In late February, the U.S. House of Representatives moved to save the Land and Water Conservation Fund (LWCF), approving a sweeping package of public lands bills that includes a measure to permanently reauthorize the program for the first time in its 54-year-history.

The package, approved by the Senate earlier in February with near-unanimous support, puts an end to the cycle of expiration and renewal LWCF has suffered in recent years. The fund last expired in September, prompting a bipartisan group of lawmakers to push for permanent reauthorization. Montana’s congressional delegates were key drivers of this effort to get the package to the president’s desk. We’re grateful to Senators Steve Daines and Jon Tester for their hard work to pass this bill in the Senate and for Congressman Greg Gianforte’s advocacy in the House of Representatives.

For decades, the LWCF has been quietly protecting public access to the great outdoors in Montana. LWCF directs money from offshore oil drilling federal royalties—not tax dollars—to conservation, public access and recreation priorities across America. Over the last decade alone, Montana has benefited from more than $240 million in LWCF funds to invest in recreation, public lands, working forests and clean water.

The program helped Montana communities purchase more than 800 recreation sites such as city parks, trails and ball fields. It helped the state and communities to secure 165 fishing access sites and allowed public entities like Glacier National Park to purchase privately held inholdings that were causing management headaches.

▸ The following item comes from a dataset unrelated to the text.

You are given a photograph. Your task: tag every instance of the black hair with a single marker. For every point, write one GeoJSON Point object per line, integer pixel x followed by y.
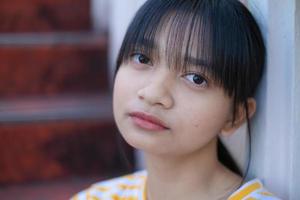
{"type": "Point", "coordinates": [221, 34]}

In the Blackfoot watershed and all across Montana, the fund has helped to keep working lands intact and in the hands of ranching families through conservation easements with the U.S. Fish and Wildlife Service. And as land values soared in the beautiful Blackfoot watershed and timber companies began to move their land out of timber production, LWCF helped to keep those lands open to public access. The fund has played a critical role in resolving the checkerboard of public-private ownership that was complicating management of Montana’s forests.

In 2016, LWCF funds supported two projects to return former timberland to public ownership. The first added more than 700 acres of former timberland to the Nevada Creek Wildlife Management Area, nearly doubling its size and providing a new access point to land on the Helena National Forest. Later that year, a deal between The Nature Conservancy and the U.S. Bureau of Land Management (BLM) placed 5,500 acres of former timberland above the Blackfoot River into public ownership. The property, located just north of the Belmont Creek fishing access site, helps to secure the Blackfoot River recreation corridor.

Over the next few years, The Nature Conservancy plans to use LWCF funds again to secure wildlife habitat and recreational access in areas with hundreds of miles of beautiful snowmobile trails and other recreational opportunities. We are working toward projects that will permanently protect Wisherd Ridge and the checkerboard area west of Placid Lake. These projects will prevent scattered private development in fire-prone areas and make sure that recreational lands won’t be locked away behind private gates.